SAG-AFTRA, the union representing 160,000 performers, is just hours away from the extended deadline for their contract talks with Hollywood studios. In a statement Tuesday night, the negotiating committee said they’re “not confident” a deal will be reached by midnight to avert a strike.
Ahead of the contract’s original June 30 expiration date, SAG-AFTRA President Fran Drescher released a video message saying that negotiations had been “extremely productive.” Days later, the negotiating committee decided to extend the contract deadline to July 12 to continue bargaining.
But with only a day left to bargain, the union changed its message on Tuesday, saying they’re not confident the Alliance of Motion Picture and Television Producers has “any intention of bargaining toward an agreement.”
“The tenor of the public statements and what we’ve heard from inside the room is there hasn’t been any progress, they’re still far apart, and they don’t have much time left,” Variety’s Gene Maddaus told KNX News. “At the current trajectory, they probably will be on strike tomorrow.”
SAG-AFTRA agreed Tuesday to a last-minute request to bring in a federal mediator, but slammed studio heads for leaking news about the mediation request to the media before informing the union’s negotiating committee.
The union also refused to extend contract talks beyond 11:59 p.m. Wednesday.
“If the actors end up going on strike, this will be a historic event,” said Miranda Banks, associate professor of film, TV, and media studies at Loyola Marymount University. “It will bring us back to 1960, which was the last time that two of Hollywood’s major unions went on strike together.”

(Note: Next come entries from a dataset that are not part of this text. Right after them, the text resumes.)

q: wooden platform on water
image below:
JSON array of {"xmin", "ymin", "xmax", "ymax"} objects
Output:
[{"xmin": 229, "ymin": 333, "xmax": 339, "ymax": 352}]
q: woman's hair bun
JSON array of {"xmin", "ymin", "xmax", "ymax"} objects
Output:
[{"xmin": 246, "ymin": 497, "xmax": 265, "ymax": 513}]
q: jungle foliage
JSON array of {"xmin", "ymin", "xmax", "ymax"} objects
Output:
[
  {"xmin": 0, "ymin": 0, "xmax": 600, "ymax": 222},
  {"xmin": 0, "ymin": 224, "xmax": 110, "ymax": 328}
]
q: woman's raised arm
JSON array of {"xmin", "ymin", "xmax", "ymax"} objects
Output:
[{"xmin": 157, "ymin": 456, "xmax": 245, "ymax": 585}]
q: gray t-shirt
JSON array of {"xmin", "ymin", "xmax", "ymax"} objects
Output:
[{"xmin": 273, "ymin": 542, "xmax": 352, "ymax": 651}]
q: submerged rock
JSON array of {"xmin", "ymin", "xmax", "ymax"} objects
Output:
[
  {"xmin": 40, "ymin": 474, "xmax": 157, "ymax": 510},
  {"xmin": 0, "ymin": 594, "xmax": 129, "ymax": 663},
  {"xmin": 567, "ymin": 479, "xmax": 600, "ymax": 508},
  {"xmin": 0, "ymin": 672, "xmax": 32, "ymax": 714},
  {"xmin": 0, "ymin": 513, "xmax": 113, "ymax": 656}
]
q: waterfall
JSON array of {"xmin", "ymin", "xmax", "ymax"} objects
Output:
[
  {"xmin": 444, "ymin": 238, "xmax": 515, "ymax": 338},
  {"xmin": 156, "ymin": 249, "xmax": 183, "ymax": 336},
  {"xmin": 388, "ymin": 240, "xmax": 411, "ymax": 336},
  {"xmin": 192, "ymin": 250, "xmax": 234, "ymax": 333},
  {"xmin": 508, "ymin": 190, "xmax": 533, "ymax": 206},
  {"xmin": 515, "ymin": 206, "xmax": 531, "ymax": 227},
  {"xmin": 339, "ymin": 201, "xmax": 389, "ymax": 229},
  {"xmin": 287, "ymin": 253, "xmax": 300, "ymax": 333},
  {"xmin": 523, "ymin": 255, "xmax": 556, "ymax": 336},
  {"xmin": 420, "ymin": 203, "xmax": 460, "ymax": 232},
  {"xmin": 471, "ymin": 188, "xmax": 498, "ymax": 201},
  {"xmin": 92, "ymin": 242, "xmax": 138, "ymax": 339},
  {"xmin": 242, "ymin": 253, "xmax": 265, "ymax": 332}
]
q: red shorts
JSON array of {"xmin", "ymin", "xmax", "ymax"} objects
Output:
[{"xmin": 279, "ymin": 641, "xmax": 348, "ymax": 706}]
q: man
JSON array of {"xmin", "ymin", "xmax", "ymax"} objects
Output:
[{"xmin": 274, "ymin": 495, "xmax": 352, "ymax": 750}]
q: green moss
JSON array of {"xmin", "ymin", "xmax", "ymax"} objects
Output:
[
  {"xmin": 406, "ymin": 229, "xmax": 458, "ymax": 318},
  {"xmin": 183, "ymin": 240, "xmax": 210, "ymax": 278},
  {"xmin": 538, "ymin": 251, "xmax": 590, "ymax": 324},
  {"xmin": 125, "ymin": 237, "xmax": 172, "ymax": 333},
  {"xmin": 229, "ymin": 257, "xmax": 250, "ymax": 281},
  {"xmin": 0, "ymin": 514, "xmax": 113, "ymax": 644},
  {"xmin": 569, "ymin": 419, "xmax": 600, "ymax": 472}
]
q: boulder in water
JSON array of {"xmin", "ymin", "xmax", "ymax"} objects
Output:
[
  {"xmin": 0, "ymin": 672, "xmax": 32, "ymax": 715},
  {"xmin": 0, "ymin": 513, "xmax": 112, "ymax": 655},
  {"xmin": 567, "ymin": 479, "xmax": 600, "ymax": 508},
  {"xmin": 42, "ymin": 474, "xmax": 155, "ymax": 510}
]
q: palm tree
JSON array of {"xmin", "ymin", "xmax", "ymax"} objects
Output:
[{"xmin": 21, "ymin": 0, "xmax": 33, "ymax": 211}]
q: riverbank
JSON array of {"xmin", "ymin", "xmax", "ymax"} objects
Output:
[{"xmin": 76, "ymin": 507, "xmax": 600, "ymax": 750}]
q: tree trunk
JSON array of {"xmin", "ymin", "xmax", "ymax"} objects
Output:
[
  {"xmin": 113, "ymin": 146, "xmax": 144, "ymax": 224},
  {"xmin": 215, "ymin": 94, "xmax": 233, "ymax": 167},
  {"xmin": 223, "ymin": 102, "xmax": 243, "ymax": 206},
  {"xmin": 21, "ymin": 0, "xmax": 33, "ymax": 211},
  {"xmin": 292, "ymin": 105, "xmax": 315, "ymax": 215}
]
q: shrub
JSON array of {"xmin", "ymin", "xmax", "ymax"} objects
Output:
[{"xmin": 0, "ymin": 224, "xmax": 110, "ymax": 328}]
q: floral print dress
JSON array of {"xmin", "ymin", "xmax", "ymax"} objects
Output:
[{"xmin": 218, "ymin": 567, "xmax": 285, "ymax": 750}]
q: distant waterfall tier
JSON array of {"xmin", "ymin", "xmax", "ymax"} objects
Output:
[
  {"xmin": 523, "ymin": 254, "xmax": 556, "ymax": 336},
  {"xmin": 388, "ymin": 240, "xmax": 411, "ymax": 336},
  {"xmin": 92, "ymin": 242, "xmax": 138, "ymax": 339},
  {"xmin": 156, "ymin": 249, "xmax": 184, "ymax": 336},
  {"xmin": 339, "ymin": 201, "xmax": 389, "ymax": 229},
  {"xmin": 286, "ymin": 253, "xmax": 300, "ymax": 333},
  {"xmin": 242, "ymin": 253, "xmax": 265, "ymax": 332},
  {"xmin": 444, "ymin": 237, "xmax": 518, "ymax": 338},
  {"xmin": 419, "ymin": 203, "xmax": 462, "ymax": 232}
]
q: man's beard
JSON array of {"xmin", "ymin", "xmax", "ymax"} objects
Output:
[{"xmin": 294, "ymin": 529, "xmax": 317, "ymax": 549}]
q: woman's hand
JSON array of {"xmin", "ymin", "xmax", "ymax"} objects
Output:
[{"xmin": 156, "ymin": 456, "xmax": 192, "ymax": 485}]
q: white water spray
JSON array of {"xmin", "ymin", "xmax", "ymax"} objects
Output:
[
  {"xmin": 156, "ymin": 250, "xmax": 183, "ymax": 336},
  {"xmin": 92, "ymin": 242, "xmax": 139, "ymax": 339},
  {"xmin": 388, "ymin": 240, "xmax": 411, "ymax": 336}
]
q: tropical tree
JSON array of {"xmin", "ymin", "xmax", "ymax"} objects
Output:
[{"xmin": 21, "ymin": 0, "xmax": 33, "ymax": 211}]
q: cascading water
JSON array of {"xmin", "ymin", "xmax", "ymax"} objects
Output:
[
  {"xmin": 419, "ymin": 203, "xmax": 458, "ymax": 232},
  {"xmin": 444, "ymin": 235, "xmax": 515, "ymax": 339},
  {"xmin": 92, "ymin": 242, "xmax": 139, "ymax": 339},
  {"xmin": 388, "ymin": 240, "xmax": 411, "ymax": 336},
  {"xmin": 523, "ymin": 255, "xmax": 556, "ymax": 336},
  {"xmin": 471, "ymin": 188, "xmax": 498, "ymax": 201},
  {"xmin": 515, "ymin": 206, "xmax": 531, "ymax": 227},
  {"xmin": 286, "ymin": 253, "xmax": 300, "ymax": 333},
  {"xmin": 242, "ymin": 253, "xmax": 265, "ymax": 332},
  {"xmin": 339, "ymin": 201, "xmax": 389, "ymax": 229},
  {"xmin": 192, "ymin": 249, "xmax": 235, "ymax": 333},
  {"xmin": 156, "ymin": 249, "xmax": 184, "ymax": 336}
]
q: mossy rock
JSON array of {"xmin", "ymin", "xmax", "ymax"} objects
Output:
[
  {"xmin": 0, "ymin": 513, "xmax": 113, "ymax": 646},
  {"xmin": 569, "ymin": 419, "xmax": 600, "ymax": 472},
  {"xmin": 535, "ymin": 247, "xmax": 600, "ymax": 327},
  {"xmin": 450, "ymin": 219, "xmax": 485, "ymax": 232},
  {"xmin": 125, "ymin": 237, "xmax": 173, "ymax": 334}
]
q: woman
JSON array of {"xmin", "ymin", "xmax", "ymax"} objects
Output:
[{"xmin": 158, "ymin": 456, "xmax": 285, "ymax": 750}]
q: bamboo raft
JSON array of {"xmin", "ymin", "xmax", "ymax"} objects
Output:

The Writers Guild of America has been on strike for over 70 days, and the studios so far have refused to return to the bargaining table. An unnamed studio executive told Deadline Tuesday that the AMPTP plans to let the strike continue until writers “start losing their apartments.”
The writers and actors share several key concerns in their contract negotiations, including streaming residuals and the use of AI.
“I don’t think that the writers, by any means, want the actors to go on strike. They want the actors to get what they need,” Banks said. “And I think the actors are clear enough, and the stakes are clear enough for actors, that they are going to go on strike if they don’t get some attention paid to these core issues.”
If actors join the writers on the picket lines, film and TV production, which has already been brought to a near-complete standstill, would halt entirely until a deal is reached.